I've made my feelings towards the Twins well known; I will beat that horse no more. The Angels are different. The Angels have some interesting pieces and excellent pitching. All season long they played "Angels baseball." An exciting brand that puts a great deal of pressure on the defense by forcing the issue with daring and guile. A great mode of attack when you are playing a bad team or one that doesn't prevent you (through bad pitching or poor defense) from scoring runs. The other side of Angels Baseball, as was on display during the series with the Red Sox, is the tremendous pressure they place on themselves.
Baseball is simple - you have 27 outs to play with, try and score as much as you can before they're all gone. When the team you are playing is excellent, you are playing fast and loose with your valuable outs. The Red Sox are definitely an excellent team. Their defense was good WITH Manny, adding the average Jason Bay only improved it. Once you start giving away outs trying to stretch singles into doubles, trying to go first to third when you are down 2 runs, you are making their job easier.
This style works well against terrible defensive teams like Seattle and Texas, the kind of teams the Angels made their hay against all season. Those were also bad pitching teams that will give you ample opportunity to recover the outs you lost by walking people and surrendering hits to all sections of your lineup. Once again, the Sox don't allow the Angels this luxury. Without the opposition handing out base runners and chances, the pressure is now on the Angels. You only have so many opportunities to drive in the key runs or you're fucked, especially when you don't hit many home runs coughBlueJayscough.
Fast forward to the 9th inning of Game 4, and the Angels find themselves with the go-ahead run on second base with nobody out and the game tied. Their number 8 and 9 hitters are due up, two decent fellows that Play The Game The Right Way but are either mired in horrible slumps or not just not capable of delivering a base hit. Bunt one precious out away to move the runner to third; now a run stands but 90 feet away. One failed suicide squeeze later and you've got the number 9 hitter up with 2 outs and 2 strikes against. One more quick exit from the playoffs and everyone is talking about a lack of delivery in the clutch. This despite a philosophy that either took the bat out of countless hands or demanded a very specific and difficult task with no margin for error.

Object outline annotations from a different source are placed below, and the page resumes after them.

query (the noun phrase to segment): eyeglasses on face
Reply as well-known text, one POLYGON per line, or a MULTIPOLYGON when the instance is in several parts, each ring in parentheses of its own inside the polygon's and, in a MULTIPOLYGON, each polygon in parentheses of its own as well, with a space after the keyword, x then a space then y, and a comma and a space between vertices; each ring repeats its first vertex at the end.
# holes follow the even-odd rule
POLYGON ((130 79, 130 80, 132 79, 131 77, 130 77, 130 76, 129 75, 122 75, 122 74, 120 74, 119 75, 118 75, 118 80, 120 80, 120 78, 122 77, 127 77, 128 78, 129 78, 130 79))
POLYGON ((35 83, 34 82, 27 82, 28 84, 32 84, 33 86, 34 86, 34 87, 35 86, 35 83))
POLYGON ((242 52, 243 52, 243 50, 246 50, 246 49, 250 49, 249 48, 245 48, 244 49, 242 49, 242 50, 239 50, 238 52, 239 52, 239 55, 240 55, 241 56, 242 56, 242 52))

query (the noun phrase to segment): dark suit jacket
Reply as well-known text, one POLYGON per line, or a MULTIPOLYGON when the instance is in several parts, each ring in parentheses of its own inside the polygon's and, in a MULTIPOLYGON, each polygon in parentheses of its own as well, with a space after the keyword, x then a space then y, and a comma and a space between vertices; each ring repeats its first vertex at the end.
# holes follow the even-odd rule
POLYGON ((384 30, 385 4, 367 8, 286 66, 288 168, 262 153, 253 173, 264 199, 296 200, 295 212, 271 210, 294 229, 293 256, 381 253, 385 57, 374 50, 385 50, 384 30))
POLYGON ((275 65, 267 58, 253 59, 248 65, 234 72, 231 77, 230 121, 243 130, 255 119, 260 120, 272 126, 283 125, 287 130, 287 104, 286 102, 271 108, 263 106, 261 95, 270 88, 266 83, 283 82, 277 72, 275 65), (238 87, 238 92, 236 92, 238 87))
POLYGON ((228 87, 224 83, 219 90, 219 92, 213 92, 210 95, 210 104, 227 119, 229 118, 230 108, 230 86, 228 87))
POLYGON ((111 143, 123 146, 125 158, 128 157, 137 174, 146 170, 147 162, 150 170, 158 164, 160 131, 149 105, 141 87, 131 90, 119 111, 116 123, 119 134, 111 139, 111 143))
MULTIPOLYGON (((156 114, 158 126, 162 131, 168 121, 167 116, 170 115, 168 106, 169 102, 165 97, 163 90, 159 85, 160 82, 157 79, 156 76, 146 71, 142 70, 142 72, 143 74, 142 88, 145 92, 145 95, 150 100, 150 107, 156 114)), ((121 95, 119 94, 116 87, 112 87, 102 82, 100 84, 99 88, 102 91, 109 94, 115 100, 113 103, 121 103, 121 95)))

I seem to be advocating some kind of Right Way structured baseball principals (how very un-FD of me), which isn't the case. You have to play to your strengths and recognize where your opportunities are most likely to come from. I don't think home runs are the only answer. The Blue Jays, Rays, and Dodgers are good teams that don't bash the opposition into submission. There is more than one way to manufacture runs; and there are many ways to skin a cat. Sadly, the Angels are yet to learn you can't always convince the cat to do it for you.